Dear all,
I have problem in my code, which I arrange it into a question with an extremely simply minimal working example.
Thing is this, I have a function whose value is a 2D array. Here is it,
function fi_vec ( x )
real ( kind = r8 ) :: fi_vec(n)
real ( kind = r8 ), intent(in) :: x(n)
fi_vec(1) = -x(2)*x(1)
fi_vec(2) = -x(2) + 1.0_r8
return
end function fi_vec
Now I have a subroutine whose argument f is the same array as the above function, here it is,
subroutine fi_vec_sub ( x, f )
implicit none
real ( kind = r8 ) :: f(n)
real ( kind = r8 ) :: x(n)
f(1) = -x(2)*x(1)
f(2) = -x(2) + 1.0_r8
return
end
So the function fi_vec ( x ) returns the same value as the f argument in the subroutine fi_vec_sub ( x, f ) .
In principle, I think that the speed of the function and the subroutine should be the same, right?
However, I found the function is much slower (10x) than the subroutine, it seems it function just need to have many more memory allocate and deallocate.
Question is, why?
See the simple code below.
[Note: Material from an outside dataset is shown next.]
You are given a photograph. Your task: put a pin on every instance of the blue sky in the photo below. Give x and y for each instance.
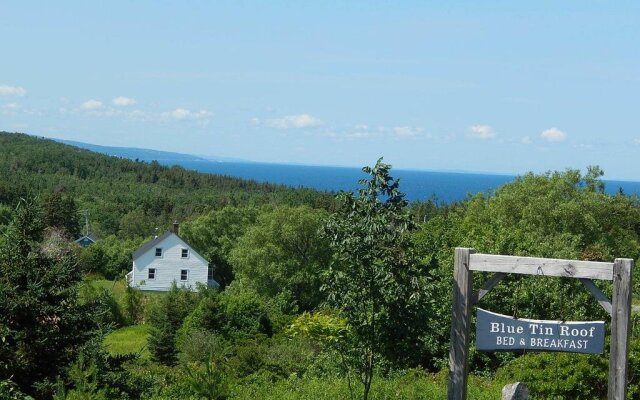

You can just compile and run.
I use intel fortran, version is OneApi 2021.3, flag is
-O3 -xHost -heap-arrays
Thank you very much in advance!
module fg
implicit none
integer, private, parameter :: i4=selected_int_kind(9)
integer, private, parameter :: i8=selected_int_kind(15)
integer, private, parameter :: r8=selected_real_kind(15,9)
integer(kind=i8), private, save :: n
contains
subroutine fg_init(nin)
integer ( kind = i8 ) :: nin
n = nin
return
end subroutine
function fi_vec ( x )
real ( kind = r8 ) :: fi_vec(n)
real ( kind = r8 ), intent(in) :: x(n)
fi_vec(1) = -x(2)*x(1)
fi_vec(2) = -x(2) + 1.0_r8
return
end function fi_vec
subroutine fi_vec_sub ( x, f )
implicit none
real ( kind = r8 ) :: f(n)
real ( kind = r8 ) :: x(n)
f(1) = -x(2)*x(1)
f(2) = -x(2) + 1.0_r8
return
end
end module fg
program main
use fg
implicit none
integer, parameter :: i4=selected_int_kind(9)
integer, parameter :: i8=selected_int_kind(15)
integer, parameter :: r8=selected_real_kind(15,9)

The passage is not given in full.